Even if he had been able to say those things with Lydia looking at him, tears and disappointment brimming in her eyes, he doubted she would have believed him. And why should she? Examining their night together from her perspective, he measured it against the moment she had turned to find him standing before her in the schoolroom—in a home where he lived with his wife and son.

Pausing in the middle of drying off, he closed his eyes and heaved a pained sigh. God, what she must think of him.

He had thought leaving her in that garden without a look back, without telling her his name, was the hardest thing he’d ever done in his life. But he had done it knowing that he could never give her what she needed, what she deserved. He had walked away, hoping that she would remember him as fondly as he would her.

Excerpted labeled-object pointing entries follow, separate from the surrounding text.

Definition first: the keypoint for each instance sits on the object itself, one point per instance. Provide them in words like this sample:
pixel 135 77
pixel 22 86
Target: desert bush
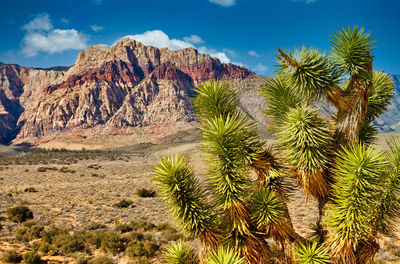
pixel 141 248
pixel 181 253
pixel 66 170
pixel 331 157
pixel 44 169
pixel 95 226
pixel 29 232
pixel 101 260
pixel 123 203
pixel 19 214
pixel 51 233
pixel 113 243
pixel 67 244
pixel 124 228
pixel 82 258
pixel 30 189
pixel 144 192
pixel 11 256
pixel 31 258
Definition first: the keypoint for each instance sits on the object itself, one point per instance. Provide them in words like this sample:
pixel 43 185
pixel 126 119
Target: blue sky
pixel 45 33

Sinclair had never given any thought to how it might feel to see her again and have her learn the secret he had kept from her, the reason he hadn’t told her his name or any of the other facts she might have thought to be pertinent. And, perhaps they were important now, but then, they hadn’t seemed to matter. He had not wanted to be Drucilla’s husband, or Mr. Clayton, wealthy bastard son of a viscount. He had only wanted to be the man Lydia looked at with wonder and desire in her eyes. He had wanted to be the man who banished the sadness he’d seen all over her face—the rejection she carried after months of being made to feel like an outcast by the Londonton.With her, for less than an hour, he had felt as if he belonged somewhere. It hadn’t mattered that that ‘somewhere’ had been in a tree bough with a beautiful stranger. It had felt right to him, and even after all this time, it still did.

He thought of it often; mostly at night when his son or the business of the day did not occupy his foremost thoughts. Sinclair would often lie in his cold bed alone and fantasize about being able to meet her as a bachelor, free and unattached. The possibilities were endless then, the numerous ways he could court, woo, and win her playing out in his mind so many times in so many different ways.

As he pulled on his dressing gown, belting it at the waist while crossing to the door separating his chamber from Drucilla’s, he attempted to bring his thoughts back to the present. There was nothing to be done about it. He could not travel back in time and do things differently with Lydia—perhaps telling her he had a wife, neglecting to kiss her or take any of the other liberties with her that he had. And, truthfully, if he could go back and do it all again, he was not certain that he would change anything. It had been one of the brightest spots of the last ten years of his life, second only to becoming a father.

Because he could not change the past, he could only look forward and hope that some way to make amends would present itself. He had done a poor job of explaining himself in the stable, still reeling from the impact of her sudden presence in his life. With more time to clear his head, he would think of some way to tell her the truth. He could only hope she would listen, and even if she did not forgive him for hurting her, perhaps she might understand.

It would be difficult, occupying the same home as her, going about life at Buckton knowing she was under the same roof as his shrew of a wife. However, letting her go was out of the question. If a woman with Lydia’s prospects had fallen to life as a governess, there must be some reason. He did not think she would have applied for work as a governess without cause, and he would not be the reason she went hungry or without a place to live.